The Case of the Whitechapel Vampire was the last of four Sherlock Holmes tv movies made by the Canadian-based production company Muse Entertainment, all of which aired on the Hallmark tv channel. The Case of the Whitechapel Vampire was preceded by The Hound of the Baskervilles (2000), The Sign of Four (2001) and The Royal Scandal (2001). All four Sherlock Holmes tv movies were directed by former cinematographer Rodney Gibbons and starred Matt Frewer as Sherlock Holmes and Kenneth Welsh as Dr Watson.
All the other Muse Sherlock Holmes films had been adapted from Arthur Conan Doyle’s original Sherlock Holmes stories (albeit quite liberally). I initially thought that The Case of the Whitechapel Vampire might have been an adaptation of Conan Doyle’s The Adventure of the Sussex Vampire (1924) but this turns out not to be the case and The Case of the Whitechapel Vampire is an original script. (The film even notes on the opening credits that Arthur Conan Doyle’s works are now in public domain).
I will also admit that I hate Muse’s Sherlock Holmes tv movies. They are cheaply made – the sets for Victorian London look just like they are sets. One also gets the impression that nobody involved in the production of The Case of the Whitechapel Vampire has ever been to England or knows anything about its history – the film, for one, locates a major Catholic monastery in an overwhelmingly anti-Catholic country – indeed, Henry VIII passed an act specifically known as The Dissolution of the Monasteries in the 16th Century. Not to mention the fact the London’s Whitechapel district (the site of the Jack the Ripper murders) was an area that existed in a state of overwhelming destitution and poverty during the Victorian era.

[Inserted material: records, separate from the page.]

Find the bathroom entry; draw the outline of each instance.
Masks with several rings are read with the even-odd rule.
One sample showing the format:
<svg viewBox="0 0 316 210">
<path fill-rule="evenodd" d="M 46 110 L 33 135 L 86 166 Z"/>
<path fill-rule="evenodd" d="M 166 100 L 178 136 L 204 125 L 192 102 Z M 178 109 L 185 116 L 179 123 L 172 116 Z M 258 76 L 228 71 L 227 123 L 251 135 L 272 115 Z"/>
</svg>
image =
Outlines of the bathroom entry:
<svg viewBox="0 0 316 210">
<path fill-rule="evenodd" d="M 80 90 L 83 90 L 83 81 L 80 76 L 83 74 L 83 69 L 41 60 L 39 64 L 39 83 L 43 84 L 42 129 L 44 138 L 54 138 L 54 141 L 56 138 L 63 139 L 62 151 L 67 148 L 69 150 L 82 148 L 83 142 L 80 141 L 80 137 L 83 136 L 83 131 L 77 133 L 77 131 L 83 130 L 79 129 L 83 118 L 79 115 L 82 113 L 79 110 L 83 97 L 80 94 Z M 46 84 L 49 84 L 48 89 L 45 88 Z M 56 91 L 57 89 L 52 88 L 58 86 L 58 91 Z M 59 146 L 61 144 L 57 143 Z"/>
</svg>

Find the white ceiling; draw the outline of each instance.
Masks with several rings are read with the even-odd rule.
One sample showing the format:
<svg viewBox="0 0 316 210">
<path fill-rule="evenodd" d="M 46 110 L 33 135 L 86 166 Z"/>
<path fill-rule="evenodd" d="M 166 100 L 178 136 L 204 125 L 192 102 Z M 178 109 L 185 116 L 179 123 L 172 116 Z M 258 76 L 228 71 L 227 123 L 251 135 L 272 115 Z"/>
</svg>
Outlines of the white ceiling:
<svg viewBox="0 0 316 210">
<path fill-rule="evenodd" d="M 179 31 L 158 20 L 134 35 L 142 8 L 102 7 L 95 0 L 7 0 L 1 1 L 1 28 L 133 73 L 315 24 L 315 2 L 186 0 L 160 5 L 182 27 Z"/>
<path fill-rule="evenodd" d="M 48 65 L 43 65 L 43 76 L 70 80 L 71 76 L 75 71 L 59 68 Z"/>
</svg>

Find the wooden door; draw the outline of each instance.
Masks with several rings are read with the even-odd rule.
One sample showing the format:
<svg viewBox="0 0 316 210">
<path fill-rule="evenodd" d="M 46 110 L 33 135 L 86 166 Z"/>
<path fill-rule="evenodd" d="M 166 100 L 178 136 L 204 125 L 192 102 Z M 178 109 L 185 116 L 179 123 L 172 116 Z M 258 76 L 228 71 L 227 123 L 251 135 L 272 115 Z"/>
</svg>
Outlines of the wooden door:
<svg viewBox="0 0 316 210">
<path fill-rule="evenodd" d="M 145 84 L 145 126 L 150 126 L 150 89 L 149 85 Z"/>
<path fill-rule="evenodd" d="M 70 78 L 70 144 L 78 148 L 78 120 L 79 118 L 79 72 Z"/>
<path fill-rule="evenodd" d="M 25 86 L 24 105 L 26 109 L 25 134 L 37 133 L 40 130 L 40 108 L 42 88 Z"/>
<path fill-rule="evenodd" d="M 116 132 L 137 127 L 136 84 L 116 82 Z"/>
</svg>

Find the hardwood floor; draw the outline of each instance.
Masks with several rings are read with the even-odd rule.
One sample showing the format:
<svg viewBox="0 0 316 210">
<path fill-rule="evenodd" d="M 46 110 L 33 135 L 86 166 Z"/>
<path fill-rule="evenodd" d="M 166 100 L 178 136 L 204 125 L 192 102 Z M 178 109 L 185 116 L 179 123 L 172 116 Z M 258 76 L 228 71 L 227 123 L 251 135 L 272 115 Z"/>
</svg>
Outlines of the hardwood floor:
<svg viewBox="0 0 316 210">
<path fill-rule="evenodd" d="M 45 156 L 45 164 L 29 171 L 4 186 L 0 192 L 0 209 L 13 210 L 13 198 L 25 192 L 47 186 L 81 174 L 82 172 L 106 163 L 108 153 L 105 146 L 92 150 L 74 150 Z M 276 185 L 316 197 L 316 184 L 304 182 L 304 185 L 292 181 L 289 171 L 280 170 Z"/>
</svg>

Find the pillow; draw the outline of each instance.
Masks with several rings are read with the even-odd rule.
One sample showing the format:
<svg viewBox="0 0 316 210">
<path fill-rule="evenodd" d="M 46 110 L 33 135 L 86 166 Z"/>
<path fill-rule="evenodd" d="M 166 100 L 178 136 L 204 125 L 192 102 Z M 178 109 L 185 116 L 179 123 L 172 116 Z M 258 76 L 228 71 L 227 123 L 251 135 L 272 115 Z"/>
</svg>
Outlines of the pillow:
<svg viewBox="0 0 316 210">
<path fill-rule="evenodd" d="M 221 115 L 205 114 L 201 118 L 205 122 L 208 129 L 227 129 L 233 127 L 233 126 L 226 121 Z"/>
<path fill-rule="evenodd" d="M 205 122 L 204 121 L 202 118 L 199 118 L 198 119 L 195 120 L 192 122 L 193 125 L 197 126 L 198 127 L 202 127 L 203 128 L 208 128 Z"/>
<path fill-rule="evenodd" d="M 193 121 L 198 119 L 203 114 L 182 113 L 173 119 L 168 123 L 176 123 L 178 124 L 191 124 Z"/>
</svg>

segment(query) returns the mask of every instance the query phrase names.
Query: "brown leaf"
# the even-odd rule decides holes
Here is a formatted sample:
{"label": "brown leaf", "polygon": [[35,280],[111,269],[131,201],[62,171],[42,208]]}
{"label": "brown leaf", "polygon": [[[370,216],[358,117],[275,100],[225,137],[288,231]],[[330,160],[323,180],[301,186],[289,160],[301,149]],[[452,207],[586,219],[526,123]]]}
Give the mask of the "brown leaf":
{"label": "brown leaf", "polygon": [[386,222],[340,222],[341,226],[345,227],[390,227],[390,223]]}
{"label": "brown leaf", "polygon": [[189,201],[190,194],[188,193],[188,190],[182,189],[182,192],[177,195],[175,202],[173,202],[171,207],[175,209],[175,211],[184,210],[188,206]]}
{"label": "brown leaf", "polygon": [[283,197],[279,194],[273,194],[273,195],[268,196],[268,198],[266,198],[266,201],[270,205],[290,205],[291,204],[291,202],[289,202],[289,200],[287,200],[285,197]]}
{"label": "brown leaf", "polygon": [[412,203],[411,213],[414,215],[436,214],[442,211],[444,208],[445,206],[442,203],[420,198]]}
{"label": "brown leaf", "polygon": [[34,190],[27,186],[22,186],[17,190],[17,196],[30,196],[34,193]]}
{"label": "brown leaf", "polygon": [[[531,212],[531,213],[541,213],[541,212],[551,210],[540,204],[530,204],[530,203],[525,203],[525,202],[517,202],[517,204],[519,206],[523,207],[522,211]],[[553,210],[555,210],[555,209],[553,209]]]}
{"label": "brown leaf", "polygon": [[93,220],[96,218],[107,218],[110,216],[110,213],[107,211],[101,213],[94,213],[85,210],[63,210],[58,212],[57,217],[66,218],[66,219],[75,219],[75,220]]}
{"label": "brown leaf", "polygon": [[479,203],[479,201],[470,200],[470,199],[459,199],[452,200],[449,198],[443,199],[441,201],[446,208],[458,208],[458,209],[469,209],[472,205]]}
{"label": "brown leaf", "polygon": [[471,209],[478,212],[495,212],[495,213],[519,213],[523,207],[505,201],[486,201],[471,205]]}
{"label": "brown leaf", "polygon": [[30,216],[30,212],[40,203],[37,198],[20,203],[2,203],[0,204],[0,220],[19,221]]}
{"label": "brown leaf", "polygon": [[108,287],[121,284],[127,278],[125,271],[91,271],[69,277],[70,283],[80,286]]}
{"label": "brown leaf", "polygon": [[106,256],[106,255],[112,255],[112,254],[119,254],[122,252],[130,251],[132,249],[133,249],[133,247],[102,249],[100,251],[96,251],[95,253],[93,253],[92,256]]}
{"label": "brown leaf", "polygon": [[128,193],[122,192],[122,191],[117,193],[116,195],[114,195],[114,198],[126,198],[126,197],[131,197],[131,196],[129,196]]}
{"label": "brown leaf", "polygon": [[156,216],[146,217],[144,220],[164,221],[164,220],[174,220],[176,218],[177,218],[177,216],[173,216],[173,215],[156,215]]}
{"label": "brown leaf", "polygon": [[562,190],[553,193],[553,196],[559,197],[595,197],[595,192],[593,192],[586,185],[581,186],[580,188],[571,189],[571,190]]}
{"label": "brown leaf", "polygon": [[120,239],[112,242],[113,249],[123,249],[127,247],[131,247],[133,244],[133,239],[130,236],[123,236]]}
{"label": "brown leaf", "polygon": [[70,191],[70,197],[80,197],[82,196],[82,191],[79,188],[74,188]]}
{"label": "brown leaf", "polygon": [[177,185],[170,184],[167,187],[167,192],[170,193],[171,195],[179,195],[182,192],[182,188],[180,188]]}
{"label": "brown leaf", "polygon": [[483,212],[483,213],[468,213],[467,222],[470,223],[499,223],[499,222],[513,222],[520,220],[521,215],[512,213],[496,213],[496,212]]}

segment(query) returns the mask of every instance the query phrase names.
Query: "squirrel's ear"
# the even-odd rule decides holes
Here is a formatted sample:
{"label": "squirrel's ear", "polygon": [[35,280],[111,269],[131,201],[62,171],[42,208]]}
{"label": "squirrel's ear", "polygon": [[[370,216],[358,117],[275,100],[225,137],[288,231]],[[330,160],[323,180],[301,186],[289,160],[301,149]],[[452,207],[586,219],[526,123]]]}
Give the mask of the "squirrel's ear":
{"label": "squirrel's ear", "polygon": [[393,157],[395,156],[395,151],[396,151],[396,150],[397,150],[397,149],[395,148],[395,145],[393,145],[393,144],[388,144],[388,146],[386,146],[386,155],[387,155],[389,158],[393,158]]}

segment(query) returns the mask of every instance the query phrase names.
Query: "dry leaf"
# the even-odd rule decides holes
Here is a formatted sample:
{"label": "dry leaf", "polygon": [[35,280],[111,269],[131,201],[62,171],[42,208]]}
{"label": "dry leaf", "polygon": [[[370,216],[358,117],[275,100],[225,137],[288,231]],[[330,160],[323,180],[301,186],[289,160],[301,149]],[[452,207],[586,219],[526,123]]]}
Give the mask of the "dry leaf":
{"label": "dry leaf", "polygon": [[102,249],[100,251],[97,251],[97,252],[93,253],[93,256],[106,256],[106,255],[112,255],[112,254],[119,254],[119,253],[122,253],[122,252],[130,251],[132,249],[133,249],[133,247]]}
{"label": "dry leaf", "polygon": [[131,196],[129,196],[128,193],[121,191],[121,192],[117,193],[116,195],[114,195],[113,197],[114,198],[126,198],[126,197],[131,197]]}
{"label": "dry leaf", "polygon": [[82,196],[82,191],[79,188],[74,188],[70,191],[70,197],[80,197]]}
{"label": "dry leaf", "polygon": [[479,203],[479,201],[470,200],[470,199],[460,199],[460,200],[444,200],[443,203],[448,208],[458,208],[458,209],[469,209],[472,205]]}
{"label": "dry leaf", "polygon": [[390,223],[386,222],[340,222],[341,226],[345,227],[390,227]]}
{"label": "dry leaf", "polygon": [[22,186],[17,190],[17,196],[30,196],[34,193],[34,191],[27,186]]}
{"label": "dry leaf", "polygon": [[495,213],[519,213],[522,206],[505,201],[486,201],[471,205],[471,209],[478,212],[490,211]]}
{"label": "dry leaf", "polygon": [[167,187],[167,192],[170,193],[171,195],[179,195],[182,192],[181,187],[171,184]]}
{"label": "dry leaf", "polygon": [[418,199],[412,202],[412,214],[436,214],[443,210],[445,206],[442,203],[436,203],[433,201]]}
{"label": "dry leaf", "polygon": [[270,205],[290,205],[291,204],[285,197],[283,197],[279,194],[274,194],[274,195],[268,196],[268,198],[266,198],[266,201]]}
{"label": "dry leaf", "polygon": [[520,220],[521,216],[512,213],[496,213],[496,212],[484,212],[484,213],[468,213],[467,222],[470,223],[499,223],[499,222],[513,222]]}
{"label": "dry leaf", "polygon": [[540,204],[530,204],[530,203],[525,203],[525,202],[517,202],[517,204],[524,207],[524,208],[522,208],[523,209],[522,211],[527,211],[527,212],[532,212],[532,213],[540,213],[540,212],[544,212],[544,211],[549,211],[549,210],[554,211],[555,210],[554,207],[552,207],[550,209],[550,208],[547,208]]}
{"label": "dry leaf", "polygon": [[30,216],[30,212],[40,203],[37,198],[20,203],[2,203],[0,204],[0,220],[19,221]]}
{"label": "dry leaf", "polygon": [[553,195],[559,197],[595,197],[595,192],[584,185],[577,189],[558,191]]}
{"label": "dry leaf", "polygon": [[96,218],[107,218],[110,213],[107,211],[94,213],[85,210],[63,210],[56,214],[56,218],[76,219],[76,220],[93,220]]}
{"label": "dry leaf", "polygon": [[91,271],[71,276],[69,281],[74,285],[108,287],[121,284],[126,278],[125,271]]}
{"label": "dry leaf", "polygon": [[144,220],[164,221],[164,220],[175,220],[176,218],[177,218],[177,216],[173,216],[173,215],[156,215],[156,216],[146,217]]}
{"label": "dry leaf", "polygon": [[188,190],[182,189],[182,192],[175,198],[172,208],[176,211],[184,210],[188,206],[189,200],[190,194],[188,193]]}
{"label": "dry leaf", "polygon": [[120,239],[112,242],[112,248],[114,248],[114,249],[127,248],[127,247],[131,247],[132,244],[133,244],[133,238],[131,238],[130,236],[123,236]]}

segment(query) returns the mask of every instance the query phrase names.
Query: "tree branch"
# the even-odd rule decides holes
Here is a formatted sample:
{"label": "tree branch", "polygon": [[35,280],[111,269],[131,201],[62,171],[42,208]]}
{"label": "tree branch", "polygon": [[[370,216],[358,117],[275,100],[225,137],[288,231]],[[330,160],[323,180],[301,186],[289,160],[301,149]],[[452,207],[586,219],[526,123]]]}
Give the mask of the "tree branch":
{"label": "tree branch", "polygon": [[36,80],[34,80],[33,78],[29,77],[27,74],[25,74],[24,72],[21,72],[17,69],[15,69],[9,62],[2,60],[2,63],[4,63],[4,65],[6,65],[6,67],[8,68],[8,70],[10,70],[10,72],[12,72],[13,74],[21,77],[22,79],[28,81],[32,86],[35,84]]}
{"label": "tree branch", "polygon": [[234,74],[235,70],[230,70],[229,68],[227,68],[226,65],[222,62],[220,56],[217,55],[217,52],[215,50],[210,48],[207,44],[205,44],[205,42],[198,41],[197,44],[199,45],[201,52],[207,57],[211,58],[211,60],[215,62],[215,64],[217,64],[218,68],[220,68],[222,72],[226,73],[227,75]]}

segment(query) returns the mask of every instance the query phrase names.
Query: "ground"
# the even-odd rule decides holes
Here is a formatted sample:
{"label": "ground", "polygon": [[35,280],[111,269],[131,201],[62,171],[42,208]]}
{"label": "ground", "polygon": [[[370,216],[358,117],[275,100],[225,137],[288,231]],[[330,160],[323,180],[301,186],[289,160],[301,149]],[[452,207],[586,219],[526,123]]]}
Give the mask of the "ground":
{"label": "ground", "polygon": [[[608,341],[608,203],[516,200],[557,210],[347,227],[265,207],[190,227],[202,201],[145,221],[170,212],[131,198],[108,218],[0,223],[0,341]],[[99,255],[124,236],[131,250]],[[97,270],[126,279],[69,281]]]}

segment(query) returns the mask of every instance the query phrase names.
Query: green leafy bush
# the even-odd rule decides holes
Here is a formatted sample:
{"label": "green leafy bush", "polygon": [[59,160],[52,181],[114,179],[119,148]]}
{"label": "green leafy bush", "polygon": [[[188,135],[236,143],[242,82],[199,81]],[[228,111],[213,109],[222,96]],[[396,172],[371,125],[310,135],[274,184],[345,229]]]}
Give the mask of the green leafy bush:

The worst aspect of Muse’s Sherlock Holmes films is the casting of Matt Frewer. Matt Frewer must have to be the single worst portrayal of Sherlock Holmes in the entire history of Holmes on film. Frewer camps the part up in the way that he usually does, vying between a fruity falsetto and a fake baritone, sometimes within the space of the same sentence. It is a ludicrous performance – where Sherlock Holmes’s intellect exists solely as an actor’s posturing.
Even aside from Matt Frewer dragging it down, The Case of the Whitechapel Vampire is dreary as a Sherlock Holmes mystery. It is prosaic in the writing and lacks any suspense in the unfolding of the mystery. Even worse, for the virtuoso grasps of deduction that Sherlock Holmes has come to stand for, the end revelation is full of logic holes – if the vampire is merely a mortal seeking revenge, then why does he kill other people unrelated to the matter? Or why for that matter does he need to pose in an elaborate vampire creature costume when much simpler methods of murder would easily have sufficed? The ending of the film, like The Adventure of the Sussex Vampire, is mundane in its explanation of the vampire. Despite this, the screenwriter has seen fit to throw in various references to Bram Stoker’s Dracula (1897), including a Renfield Place and a Demeter Street.